Автор оперирует неким «однотягловым крестьянином» с семьей из 4 человек (очевидно, четырех работников). Это, конечно, существенно облегчает утверждения о том, что для такого отнюдь не типового домохозяйства хозяйственный достаток «фантазия».
Поэтому давайте ответим на простой вопрос – действительно ли 300 пудов сена были максимумом того, что могло себе позволить традиционное русское домохозяйство, и точно ли 1244 пуда были для такого домохозяйства бессмысленной фантазией? Проработка конкретных исследований по русской аграрной истории показывает, что мы имеем дело со значительным занижением в теории Милова объемов доступного для домохозяйств сена.

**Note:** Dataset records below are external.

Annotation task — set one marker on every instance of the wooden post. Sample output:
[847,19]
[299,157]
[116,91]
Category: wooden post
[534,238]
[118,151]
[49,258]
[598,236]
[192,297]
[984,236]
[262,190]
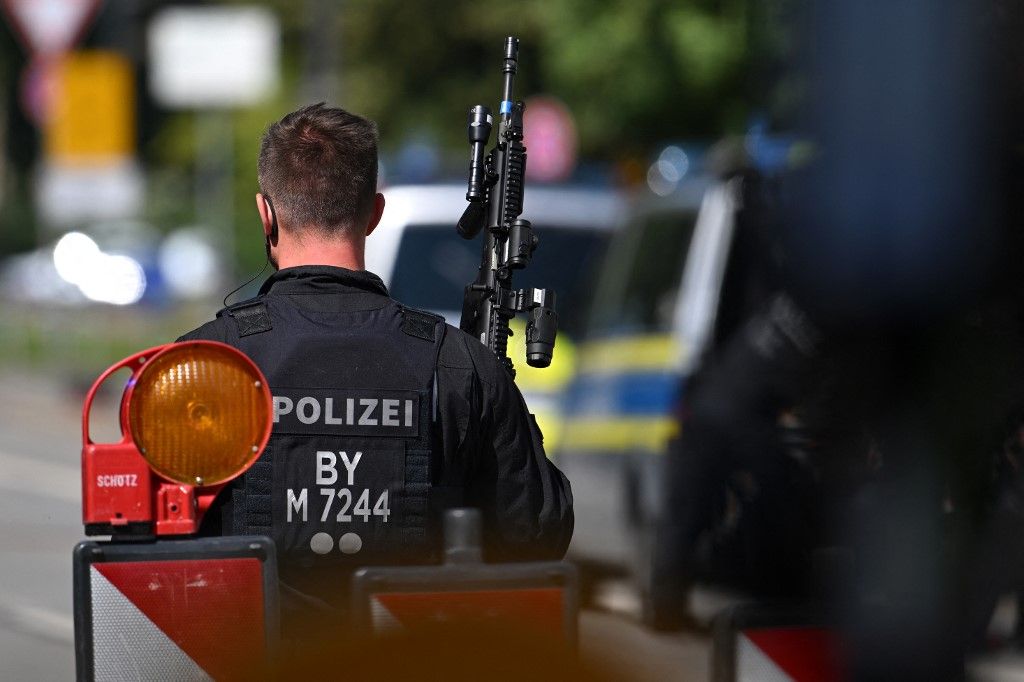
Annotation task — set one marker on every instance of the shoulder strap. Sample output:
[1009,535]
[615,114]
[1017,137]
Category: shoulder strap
[251,316]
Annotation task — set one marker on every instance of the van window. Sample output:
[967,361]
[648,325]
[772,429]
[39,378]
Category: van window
[640,281]
[434,264]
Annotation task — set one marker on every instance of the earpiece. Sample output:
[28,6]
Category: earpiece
[272,237]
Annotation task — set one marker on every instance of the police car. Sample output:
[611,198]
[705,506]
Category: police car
[652,316]
[425,264]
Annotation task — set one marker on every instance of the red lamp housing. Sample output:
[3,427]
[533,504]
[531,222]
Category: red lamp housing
[194,416]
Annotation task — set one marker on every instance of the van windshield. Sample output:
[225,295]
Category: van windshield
[434,264]
[638,287]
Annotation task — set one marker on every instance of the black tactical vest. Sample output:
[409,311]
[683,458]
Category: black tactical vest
[345,478]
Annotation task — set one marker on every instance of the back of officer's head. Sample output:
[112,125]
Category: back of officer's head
[318,166]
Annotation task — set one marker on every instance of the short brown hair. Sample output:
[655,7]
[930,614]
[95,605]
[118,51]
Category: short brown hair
[318,166]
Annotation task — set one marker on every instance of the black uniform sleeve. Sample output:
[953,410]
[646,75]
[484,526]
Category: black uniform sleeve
[526,502]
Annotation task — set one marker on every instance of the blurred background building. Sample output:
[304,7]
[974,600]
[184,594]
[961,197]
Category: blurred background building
[129,129]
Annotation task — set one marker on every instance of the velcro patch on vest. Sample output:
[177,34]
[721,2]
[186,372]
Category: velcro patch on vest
[348,412]
[251,317]
[419,324]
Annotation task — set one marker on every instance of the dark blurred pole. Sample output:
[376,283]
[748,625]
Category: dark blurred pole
[894,242]
[321,81]
[215,178]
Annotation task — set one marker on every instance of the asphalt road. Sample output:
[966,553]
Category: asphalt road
[40,522]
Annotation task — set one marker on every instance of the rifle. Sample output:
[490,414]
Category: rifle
[495,196]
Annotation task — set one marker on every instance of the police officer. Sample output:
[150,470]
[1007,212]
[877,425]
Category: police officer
[384,416]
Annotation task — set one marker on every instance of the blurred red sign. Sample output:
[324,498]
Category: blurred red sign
[550,135]
[38,90]
[188,619]
[49,27]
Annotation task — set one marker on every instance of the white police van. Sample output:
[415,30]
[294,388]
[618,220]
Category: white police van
[651,318]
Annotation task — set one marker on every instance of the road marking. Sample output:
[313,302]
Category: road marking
[39,623]
[32,476]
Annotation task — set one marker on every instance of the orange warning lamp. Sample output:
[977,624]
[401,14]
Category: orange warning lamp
[194,416]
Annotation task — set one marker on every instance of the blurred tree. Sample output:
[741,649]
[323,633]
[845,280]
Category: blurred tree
[633,72]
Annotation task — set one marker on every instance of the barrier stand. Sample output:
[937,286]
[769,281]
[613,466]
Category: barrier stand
[464,591]
[774,643]
[175,609]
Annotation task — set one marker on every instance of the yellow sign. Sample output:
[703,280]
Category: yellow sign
[93,115]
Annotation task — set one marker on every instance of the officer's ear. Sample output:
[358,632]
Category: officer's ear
[375,218]
[265,214]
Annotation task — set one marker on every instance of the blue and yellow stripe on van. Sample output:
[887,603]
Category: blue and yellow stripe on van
[623,395]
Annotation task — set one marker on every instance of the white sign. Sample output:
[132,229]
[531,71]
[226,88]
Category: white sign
[49,27]
[213,56]
[69,195]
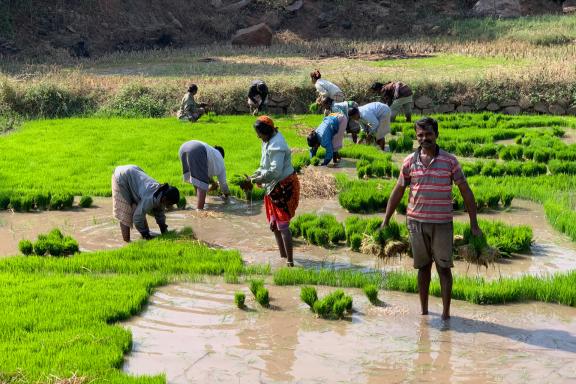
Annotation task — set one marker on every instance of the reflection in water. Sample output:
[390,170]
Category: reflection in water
[193,333]
[243,226]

В работе В. Н. Шункова «Очерки по истории колонизации Сибири в XVII–XVIII вв.» приведена оценка сенокосных угодий Тагильской слободы в 1670-х годах (Шунков 1956: 123-124).
50 копен – 26 случаев.
100 копен – 34 случая.
200 копен – 49 случаев.
300 копен – 16 случаев.
В слободе Катайского острога:
100 копен – 98 случаев.
150 копен – 49 случаев.
200 копен – 66 случаев.
300 копен – 13 случаев.
Измерение производится в «копнах» – единице, реальный вес которых в оценках разных исследователей плавает. Так, Г. В. Абрамович определяет вес мерной копны в 15 пудов, волоковой копны в 10 пудов и малой волоковой копны (так называлась мелкая копна) в 5 пудов. Г. В. Абрамович полагал, что в писцовой литературе имелись в виду копны по 5 пудов сена — волоковые копны (Абрамович 1963: 365-370). А. Л. Шапиро указывал на то, что «копна писцовых книг равнялась 10 пудам» (Шапиро 1987: 25). В. Н. Шерстобоев для своих подсчетов в «Илимской пашне» принял вес копны в 6 пудов (Шерстобоев 1949: 360).

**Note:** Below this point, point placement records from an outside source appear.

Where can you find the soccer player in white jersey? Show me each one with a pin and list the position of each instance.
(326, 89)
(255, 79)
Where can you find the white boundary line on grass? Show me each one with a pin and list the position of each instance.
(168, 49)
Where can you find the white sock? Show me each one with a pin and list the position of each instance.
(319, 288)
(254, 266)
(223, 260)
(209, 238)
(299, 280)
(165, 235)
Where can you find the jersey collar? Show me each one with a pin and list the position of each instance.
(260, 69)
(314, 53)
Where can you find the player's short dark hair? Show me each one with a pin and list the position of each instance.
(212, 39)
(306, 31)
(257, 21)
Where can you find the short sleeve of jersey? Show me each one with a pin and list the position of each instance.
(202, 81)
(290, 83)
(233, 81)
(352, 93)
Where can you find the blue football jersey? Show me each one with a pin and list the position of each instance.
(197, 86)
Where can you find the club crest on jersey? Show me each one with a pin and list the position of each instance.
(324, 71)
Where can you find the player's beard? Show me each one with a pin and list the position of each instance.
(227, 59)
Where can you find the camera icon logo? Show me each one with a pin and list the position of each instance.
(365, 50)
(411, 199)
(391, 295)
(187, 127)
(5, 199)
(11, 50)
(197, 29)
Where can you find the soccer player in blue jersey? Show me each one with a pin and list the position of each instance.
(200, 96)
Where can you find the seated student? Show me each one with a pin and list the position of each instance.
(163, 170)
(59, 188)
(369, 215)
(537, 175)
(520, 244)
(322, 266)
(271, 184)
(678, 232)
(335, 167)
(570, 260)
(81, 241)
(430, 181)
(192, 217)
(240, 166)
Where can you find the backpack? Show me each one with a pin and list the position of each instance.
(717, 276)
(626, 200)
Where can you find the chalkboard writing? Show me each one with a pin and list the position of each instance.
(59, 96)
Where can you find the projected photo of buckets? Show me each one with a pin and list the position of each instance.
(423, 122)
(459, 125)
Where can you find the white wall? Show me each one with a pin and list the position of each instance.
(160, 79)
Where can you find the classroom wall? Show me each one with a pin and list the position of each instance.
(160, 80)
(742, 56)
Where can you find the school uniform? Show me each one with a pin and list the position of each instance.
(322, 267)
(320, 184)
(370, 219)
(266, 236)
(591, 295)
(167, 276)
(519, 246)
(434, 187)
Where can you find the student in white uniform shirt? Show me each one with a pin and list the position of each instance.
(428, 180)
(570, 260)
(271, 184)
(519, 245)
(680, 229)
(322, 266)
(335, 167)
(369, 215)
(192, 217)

Если мы возьмем оценку веса копны Абрамовичем по весу «волоковой копны», то мы получим, что обеспеченность сеном реальных домохозяйств этих двух слобод составляла от 250 пудов (сенные бедняки) до 1500 пудов (сенные богачи). Сенные середняки имели от 500 пудов (таких большинство в Катайске), до 1000 пудов (таких большинство в Тагиле).
Если мы возьмем вес копны по оценке Шапиро, то получится разброс от 500 до 3000 пудов на одно домохозяйство, то есть буквально сенную роскошь.

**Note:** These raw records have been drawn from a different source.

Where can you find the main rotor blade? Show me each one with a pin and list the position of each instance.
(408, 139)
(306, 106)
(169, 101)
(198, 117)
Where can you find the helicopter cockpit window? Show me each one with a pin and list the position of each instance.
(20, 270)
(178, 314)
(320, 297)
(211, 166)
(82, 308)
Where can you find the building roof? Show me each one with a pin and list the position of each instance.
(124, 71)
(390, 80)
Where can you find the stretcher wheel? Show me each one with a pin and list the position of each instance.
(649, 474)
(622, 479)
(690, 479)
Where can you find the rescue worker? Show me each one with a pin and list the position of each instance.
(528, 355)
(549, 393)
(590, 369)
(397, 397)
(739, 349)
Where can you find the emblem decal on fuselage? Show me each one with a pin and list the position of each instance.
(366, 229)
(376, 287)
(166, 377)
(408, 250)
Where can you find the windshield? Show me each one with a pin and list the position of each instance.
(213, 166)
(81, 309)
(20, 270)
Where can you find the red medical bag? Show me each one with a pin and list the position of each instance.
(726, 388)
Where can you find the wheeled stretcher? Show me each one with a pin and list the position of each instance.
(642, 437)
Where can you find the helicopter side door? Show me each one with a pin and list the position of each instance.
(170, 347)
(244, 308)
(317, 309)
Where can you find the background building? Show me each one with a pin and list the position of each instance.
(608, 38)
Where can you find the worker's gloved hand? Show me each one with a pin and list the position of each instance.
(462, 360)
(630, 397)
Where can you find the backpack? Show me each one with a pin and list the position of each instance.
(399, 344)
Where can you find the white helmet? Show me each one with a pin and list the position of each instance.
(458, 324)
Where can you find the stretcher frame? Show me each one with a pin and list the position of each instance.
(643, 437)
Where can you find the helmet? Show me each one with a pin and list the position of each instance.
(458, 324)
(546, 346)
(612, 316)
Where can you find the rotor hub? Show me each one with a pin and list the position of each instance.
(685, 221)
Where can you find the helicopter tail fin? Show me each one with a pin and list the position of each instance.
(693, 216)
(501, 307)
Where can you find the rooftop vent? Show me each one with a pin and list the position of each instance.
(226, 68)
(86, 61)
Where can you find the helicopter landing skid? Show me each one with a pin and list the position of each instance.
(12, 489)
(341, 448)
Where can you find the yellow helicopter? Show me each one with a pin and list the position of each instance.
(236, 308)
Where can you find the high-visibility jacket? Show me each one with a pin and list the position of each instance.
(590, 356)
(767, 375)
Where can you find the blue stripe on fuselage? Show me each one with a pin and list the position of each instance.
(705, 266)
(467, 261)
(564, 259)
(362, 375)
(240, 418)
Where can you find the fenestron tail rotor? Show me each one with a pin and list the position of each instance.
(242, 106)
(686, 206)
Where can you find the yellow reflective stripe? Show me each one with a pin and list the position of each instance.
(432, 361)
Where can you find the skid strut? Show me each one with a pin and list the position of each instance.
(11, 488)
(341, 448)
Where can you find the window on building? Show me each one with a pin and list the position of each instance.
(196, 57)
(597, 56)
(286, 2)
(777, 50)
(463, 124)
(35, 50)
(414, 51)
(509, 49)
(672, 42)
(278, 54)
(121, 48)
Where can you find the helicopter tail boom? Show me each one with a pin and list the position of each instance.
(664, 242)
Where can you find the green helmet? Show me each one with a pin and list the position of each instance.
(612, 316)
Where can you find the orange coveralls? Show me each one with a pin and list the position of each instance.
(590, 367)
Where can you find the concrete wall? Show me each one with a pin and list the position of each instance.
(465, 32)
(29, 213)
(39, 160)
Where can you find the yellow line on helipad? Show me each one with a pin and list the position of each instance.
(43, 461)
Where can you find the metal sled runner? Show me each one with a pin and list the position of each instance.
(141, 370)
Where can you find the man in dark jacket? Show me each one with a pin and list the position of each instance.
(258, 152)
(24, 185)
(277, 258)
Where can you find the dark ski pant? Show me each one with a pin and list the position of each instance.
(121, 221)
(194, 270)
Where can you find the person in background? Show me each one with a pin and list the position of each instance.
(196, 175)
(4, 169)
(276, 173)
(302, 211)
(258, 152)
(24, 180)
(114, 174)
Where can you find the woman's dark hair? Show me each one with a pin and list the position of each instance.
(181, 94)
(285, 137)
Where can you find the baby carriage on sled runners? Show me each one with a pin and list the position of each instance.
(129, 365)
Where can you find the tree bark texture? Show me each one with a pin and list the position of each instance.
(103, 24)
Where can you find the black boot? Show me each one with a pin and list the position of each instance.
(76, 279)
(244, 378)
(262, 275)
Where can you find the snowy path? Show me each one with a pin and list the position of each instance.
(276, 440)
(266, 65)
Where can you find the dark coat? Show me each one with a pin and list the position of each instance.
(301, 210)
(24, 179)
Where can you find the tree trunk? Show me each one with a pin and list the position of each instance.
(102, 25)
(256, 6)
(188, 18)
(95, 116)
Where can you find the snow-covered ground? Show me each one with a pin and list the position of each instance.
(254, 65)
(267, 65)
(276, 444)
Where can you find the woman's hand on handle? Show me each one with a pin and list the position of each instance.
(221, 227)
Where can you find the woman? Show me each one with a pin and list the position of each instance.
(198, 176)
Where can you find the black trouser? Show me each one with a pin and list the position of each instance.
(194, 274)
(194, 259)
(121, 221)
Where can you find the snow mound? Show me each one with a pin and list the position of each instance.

Теперь вспомним оценку Л. В. Милова – «1244 пуда – фантазия». Мы видим, что как минимум в Сибири фантазия была реальностью. Даже если предположить, что домохозяйство не выбирало всю норму со своего сенокоса, то маловероятно предполагать, что оно держало сенокос в 300 копен для того, чтобы собирать с него 50, ведь его можно было выгодно продать.
Теперь из Сибири перенесемся на Север России, в Кемску волость, подвластную Соловецкому монастырю, и заглянем на тамошние сенокосы. В исследовании В. И. Иванова «Монастыри и монастырские крестьяне Поморья в XVI–XVII веках: механизм становления крепостного права» мы получаем уникальную возможность заглянуть в состав конкретных домохозяйств крестьян конца XVI века, зависимых от Соловецкого монастыря и известных пофамильно.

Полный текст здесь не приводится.